The cutoff signal is output again, and the main control unit 7
The output of the AND gate 10 becomes Low, the latch 12 is set, and power supply to the recovery detection circuit 4 starts again. Furthermore, the latch 20 of the display section 19 is set and power supply starts to the light emitting diode 21, so that the light emitting diode 21 lights up. Since the timer 18 does not output a stop signal while the light emitting diode 21 is lit, if the solenoid valve 3 is reset during this time, the reset detection circuit 4 detects this and sends the flow cutoff signal generator 8 and abnormality cutoff signal generator 9. Send a return signal. Since the return signal becomes a reset input to the latch 12 via the OR gate 13, power supply to the return detection circuit 4 is stopped.

Effects of the Invention As described above, according to the present invention, even if the seismic device responds during transportation, by operating the switch in advance, the power supply to the recovery detection circuit is automatically stopped, thereby eliminating wasteful battery life. In addition, since the display section displays the information from the time the switch is activated until the power supply to the reset detection circuit is stopped, it is easy to determine whether or not it is okay to manually reset the solenoid valve. Since the display section only indicates that the switch has been shut off for a predetermined time period determined by a timer after receiving the shutoff signal from the shutoff signal generation section, the configuration can be simplified.

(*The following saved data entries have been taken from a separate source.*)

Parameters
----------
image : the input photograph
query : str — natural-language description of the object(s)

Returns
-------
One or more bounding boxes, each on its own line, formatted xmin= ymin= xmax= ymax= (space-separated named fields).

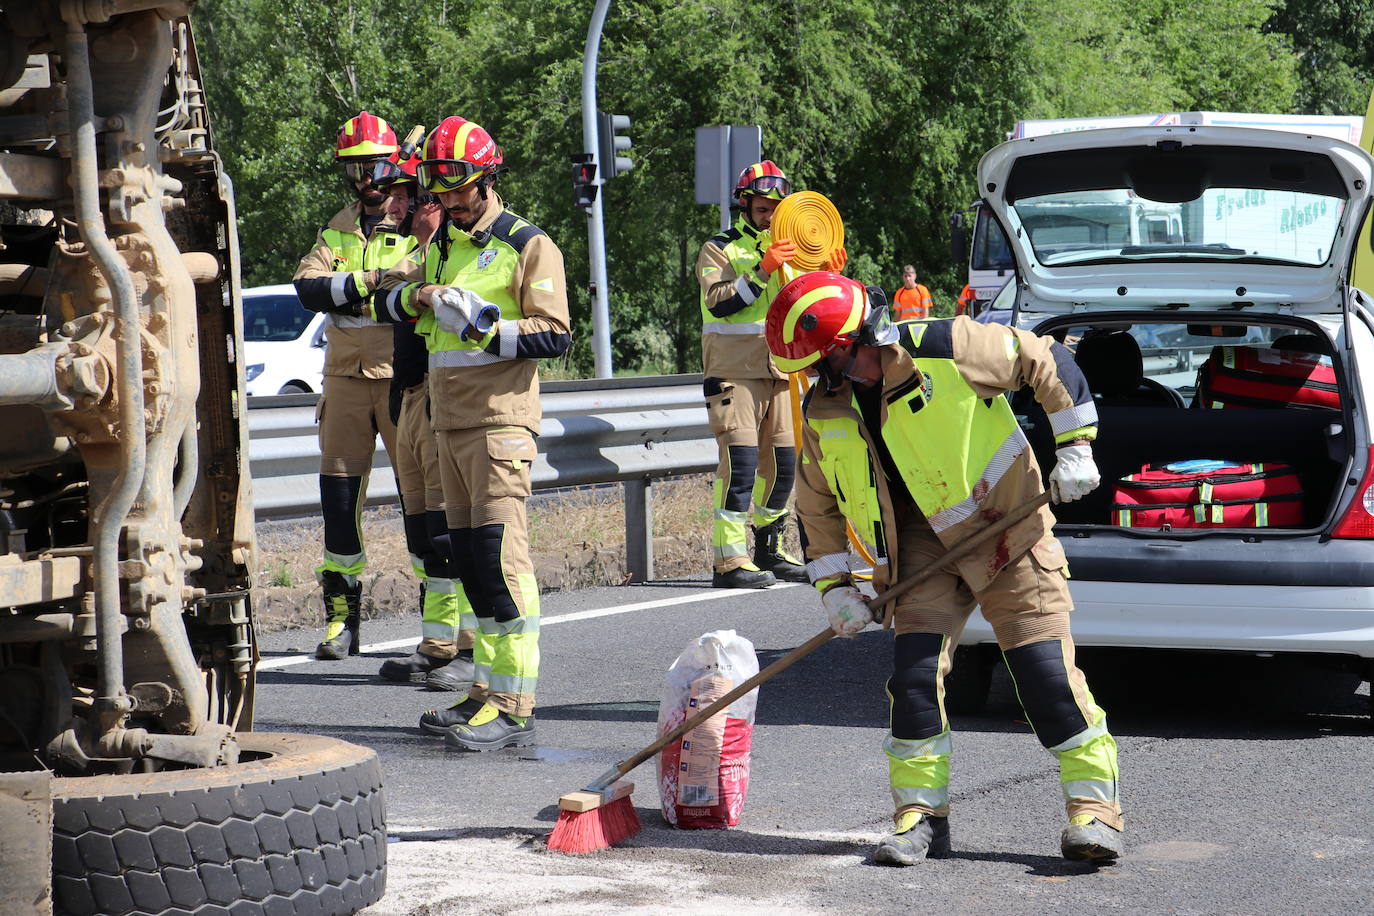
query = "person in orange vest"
xmin=955 ymin=283 xmax=975 ymax=317
xmin=891 ymin=265 xmax=933 ymax=320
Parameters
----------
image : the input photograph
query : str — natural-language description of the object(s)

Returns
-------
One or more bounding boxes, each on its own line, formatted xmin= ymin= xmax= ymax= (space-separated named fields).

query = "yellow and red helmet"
xmin=418 ymin=116 xmax=503 ymax=192
xmin=766 ymin=271 xmax=869 ymax=372
xmin=371 ymin=148 xmax=421 ymax=188
xmin=733 ymin=160 xmax=791 ymax=204
xmin=335 ymin=110 xmax=398 ymax=160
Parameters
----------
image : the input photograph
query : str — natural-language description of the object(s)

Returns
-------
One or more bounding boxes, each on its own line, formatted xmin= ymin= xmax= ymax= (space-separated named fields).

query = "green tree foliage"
xmin=1267 ymin=0 xmax=1374 ymax=115
xmin=195 ymin=0 xmax=1300 ymax=377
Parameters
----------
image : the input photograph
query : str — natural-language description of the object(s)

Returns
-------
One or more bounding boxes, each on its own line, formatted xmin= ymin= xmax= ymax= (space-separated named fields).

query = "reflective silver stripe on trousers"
xmin=476 ymin=615 xmax=540 ymax=636
xmin=429 ymin=349 xmax=511 ymax=368
xmin=806 ymin=552 xmax=850 ymax=583
xmin=487 ymin=672 xmax=537 ymax=695
xmin=1048 ymin=714 xmax=1110 ymax=753
xmin=424 ymin=577 xmax=458 ymax=595
xmin=422 ymin=621 xmax=459 ymax=639
xmin=926 ymin=427 xmax=1030 ymax=533
xmin=1062 ymin=778 xmax=1118 ymax=803
xmin=732 ymin=275 xmax=759 ymax=304
xmin=890 ymin=785 xmax=950 ymax=810
xmin=702 ymin=321 xmax=765 ymax=335
xmin=884 ymin=730 xmax=953 ymax=760
xmin=1048 ymin=401 xmax=1100 ymax=438
xmin=330 ymin=272 xmax=352 ymax=306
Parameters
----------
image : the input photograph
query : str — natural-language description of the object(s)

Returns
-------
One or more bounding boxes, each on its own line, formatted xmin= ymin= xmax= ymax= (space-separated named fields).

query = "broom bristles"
xmin=546 ymin=796 xmax=641 ymax=853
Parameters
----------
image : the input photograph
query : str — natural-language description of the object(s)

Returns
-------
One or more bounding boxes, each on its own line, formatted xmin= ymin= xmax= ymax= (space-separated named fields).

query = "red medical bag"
xmin=1195 ymin=346 xmax=1339 ymax=410
xmin=1109 ymin=461 xmax=1304 ymax=529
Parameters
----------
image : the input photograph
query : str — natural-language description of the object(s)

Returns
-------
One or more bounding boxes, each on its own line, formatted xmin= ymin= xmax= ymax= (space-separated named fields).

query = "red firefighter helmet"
xmin=371 ymin=148 xmax=421 ymax=188
xmin=766 ymin=271 xmax=870 ymax=372
xmin=733 ymin=160 xmax=791 ymax=204
xmin=335 ymin=110 xmax=398 ymax=160
xmin=418 ymin=116 xmax=503 ymax=192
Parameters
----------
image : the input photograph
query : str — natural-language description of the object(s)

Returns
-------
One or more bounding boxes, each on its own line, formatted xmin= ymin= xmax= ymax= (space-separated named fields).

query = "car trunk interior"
xmin=1013 ymin=317 xmax=1348 ymax=532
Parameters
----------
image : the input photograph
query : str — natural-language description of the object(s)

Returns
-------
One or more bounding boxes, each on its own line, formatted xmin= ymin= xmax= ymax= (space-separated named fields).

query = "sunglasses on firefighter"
xmin=417 ymin=159 xmax=485 ymax=193
xmin=742 ymin=175 xmax=791 ymax=196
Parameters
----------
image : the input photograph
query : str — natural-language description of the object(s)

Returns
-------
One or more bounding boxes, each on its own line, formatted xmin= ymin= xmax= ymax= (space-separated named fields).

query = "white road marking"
xmin=257 ymin=582 xmax=803 ymax=670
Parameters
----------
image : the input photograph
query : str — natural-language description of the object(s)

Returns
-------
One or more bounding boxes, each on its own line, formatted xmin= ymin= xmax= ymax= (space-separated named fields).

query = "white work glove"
xmin=432 ymin=286 xmax=501 ymax=338
xmin=1048 ymin=444 xmax=1100 ymax=504
xmin=821 ymin=585 xmax=876 ymax=638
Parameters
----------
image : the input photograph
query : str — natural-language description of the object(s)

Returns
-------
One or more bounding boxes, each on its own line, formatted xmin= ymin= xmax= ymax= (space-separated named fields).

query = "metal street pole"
xmin=582 ymin=0 xmax=614 ymax=378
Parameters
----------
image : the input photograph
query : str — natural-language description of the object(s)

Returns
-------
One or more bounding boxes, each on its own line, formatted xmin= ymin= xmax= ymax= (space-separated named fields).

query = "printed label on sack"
xmin=676 ymin=674 xmax=730 ymax=808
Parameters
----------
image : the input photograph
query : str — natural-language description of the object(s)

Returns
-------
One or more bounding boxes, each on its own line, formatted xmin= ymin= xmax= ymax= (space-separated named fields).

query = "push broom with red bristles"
xmin=546 ymin=491 xmax=1052 ymax=854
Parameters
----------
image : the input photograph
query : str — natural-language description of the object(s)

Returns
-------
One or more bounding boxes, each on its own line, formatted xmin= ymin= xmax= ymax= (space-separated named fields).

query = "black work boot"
xmin=379 ymin=649 xmax=451 ymax=683
xmin=1061 ymin=816 xmax=1124 ymax=862
xmin=418 ymin=696 xmax=486 ymax=735
xmin=425 ymin=649 xmax=476 ymax=691
xmin=315 ymin=572 xmax=361 ymax=660
xmin=443 ymin=704 xmax=537 ymax=751
xmin=874 ymin=811 xmax=951 ymax=865
xmin=712 ymin=564 xmax=777 ymax=589
xmin=752 ymin=519 xmax=808 ymax=583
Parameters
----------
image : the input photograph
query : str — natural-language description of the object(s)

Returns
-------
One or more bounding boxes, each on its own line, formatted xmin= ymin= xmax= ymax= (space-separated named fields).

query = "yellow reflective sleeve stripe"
xmin=531 ymin=278 xmax=555 ymax=292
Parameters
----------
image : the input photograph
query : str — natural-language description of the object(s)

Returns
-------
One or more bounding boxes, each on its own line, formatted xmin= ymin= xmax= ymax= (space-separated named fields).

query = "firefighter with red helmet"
xmin=695 ymin=160 xmax=840 ymax=588
xmin=293 ymin=111 xmax=419 ymax=659
xmin=363 ymin=135 xmax=480 ymax=687
xmin=376 ymin=116 xmax=569 ymax=750
xmin=765 ymin=272 xmax=1124 ymax=865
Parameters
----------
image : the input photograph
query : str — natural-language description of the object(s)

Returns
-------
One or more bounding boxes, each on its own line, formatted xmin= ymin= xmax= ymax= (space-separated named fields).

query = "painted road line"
xmin=258 ymin=582 xmax=803 ymax=670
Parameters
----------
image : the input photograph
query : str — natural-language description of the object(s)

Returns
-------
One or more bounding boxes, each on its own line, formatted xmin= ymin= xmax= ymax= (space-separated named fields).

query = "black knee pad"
xmin=446 ymin=527 xmax=490 ymax=617
xmin=724 ymin=445 xmax=757 ymax=512
xmin=763 ymin=447 xmax=796 ymax=511
xmin=472 ymin=523 xmax=522 ymax=623
xmin=1002 ymin=640 xmax=1090 ymax=748
xmin=319 ymin=475 xmax=363 ymax=555
xmin=402 ymin=511 xmax=430 ymax=559
xmin=889 ymin=632 xmax=946 ymax=740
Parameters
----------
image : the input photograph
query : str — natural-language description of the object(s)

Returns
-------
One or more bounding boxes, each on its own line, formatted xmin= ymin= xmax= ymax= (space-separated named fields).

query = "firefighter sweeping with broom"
xmin=766 ymin=271 xmax=1125 ymax=865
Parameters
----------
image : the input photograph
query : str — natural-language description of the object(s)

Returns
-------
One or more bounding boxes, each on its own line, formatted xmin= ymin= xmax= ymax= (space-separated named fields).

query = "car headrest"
xmin=1271 ymin=333 xmax=1332 ymax=356
xmin=1074 ymin=331 xmax=1144 ymax=398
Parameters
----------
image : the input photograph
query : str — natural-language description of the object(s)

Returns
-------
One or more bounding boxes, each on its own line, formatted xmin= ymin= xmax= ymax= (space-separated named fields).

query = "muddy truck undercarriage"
xmin=0 ymin=3 xmax=386 ymax=914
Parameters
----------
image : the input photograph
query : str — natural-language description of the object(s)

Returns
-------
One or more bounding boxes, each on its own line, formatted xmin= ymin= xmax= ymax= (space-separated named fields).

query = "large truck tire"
xmin=50 ymin=732 xmax=386 ymax=916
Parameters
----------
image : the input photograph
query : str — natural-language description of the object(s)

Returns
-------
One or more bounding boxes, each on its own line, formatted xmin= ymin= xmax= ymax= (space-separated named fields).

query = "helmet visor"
xmin=369 ymin=158 xmax=410 ymax=187
xmin=742 ymin=174 xmax=791 ymax=198
xmin=341 ymin=158 xmax=384 ymax=182
xmin=418 ymin=159 xmax=484 ymax=192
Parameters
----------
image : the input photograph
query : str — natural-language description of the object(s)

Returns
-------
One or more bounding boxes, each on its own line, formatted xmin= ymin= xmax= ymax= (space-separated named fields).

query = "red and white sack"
xmin=655 ymin=630 xmax=759 ymax=829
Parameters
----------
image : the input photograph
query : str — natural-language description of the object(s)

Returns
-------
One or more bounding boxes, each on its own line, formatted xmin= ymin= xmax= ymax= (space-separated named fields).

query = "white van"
xmin=953 ymin=125 xmax=1374 ymax=719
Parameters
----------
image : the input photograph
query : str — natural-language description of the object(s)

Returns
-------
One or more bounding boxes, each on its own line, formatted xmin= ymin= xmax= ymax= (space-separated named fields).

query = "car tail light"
xmin=1332 ymin=446 xmax=1374 ymax=538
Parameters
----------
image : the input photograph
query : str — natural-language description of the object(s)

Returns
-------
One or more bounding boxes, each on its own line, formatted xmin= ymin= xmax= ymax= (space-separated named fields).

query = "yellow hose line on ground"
xmin=771 ymin=191 xmax=844 ymax=271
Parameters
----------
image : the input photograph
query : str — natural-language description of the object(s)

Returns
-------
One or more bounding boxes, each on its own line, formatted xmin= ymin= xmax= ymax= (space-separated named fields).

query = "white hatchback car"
xmin=241 ymin=284 xmax=326 ymax=396
xmin=953 ymin=125 xmax=1374 ymax=718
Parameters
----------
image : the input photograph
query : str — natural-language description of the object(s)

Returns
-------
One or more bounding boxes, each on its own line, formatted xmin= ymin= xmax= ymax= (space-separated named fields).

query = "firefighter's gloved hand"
xmin=828 ymin=246 xmax=848 ymax=272
xmin=1049 ymin=444 xmax=1100 ymax=503
xmin=821 ymin=585 xmax=875 ymax=638
xmin=761 ymin=238 xmax=797 ymax=275
xmin=433 ymin=286 xmax=500 ymax=339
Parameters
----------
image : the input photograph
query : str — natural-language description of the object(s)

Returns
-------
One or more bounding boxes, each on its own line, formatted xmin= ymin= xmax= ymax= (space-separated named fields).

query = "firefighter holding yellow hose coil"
xmin=695 ymin=161 xmax=846 ymax=588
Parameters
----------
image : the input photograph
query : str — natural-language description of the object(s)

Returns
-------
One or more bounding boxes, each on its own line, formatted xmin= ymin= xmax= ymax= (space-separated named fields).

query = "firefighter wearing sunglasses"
xmin=695 ymin=161 xmax=844 ymax=589
xmin=293 ymin=110 xmax=419 ymax=661
xmin=374 ymin=115 xmax=569 ymax=751
xmin=765 ymin=271 xmax=1123 ymax=866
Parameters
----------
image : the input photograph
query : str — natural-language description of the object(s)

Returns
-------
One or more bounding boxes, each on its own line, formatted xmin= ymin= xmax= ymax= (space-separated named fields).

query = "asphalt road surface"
xmin=254 ymin=579 xmax=1373 ymax=914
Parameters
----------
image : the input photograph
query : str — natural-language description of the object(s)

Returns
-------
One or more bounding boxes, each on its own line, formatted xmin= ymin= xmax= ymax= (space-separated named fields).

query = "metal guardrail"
xmin=246 ymin=374 xmax=715 ymax=579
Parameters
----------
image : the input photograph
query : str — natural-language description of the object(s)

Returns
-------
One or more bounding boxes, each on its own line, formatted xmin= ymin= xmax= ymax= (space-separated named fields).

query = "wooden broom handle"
xmin=607 ymin=491 xmax=1053 ymax=783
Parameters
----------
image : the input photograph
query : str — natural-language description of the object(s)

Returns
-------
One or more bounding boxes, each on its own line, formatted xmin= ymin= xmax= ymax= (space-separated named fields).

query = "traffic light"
xmin=570 ymin=153 xmax=598 ymax=207
xmin=597 ymin=111 xmax=633 ymax=178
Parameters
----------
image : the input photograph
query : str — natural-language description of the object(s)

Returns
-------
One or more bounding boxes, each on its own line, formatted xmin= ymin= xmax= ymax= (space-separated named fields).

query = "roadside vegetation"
xmin=192 ymin=0 xmax=1354 ymax=378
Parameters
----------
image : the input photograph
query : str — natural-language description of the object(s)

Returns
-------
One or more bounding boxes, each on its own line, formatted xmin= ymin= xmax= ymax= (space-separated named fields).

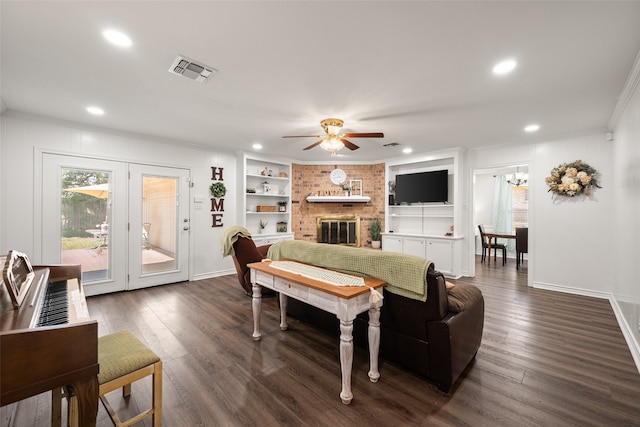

[Brief explanation of the drawing]

FIG. 1 is a block diagram of a gas cutoff device according to an embodiment of the present invention, and FIG. 2 is a block diagram of a conventional gas cutoff device. 3... Self-holding manual return type shutoff valve, 4... Return detection circuit, 5... Battery, 6... Vibration sensing device, 7...
Main control section, 14...Reed switch, 15... Cutoff signal generation section, 18... Timer, 19... Display section.

Claims (1)

[Claims] 1. A vibration sensing device that generates an abnormal signal when detecting vibration, a main control unit that outputs a cutoff signal based on the abnormal signal, a self-holding manual return type solenoid valve that cuts off the gas flow path based on the cutoff signal, and a return detection circuit that detects the return of the solenoid valve from the closed state to the open state and outputs a return signal to the main control section; a switch that can be turned on and off from the outside; and a switch that detects when the switch is turned on and outputs a cutoff signal to the main control section. a timer that starts operation in response to a shutdown signal from the shutdown signal generation section and outputs a stop signal to the main control section after a predetermined time; The main controller includes a display unit that displays an external display and stops the external display in response to a stop signal from the timer, and a battery that serves as a device power source, and the main control unit generates a cutoff signal to the solenoid valve based on a cutoff signal from the cutoff signal generator. A gas cutoff device that outputs a signal and stops power supply to the return detection circuit based on a stop signal from the timer.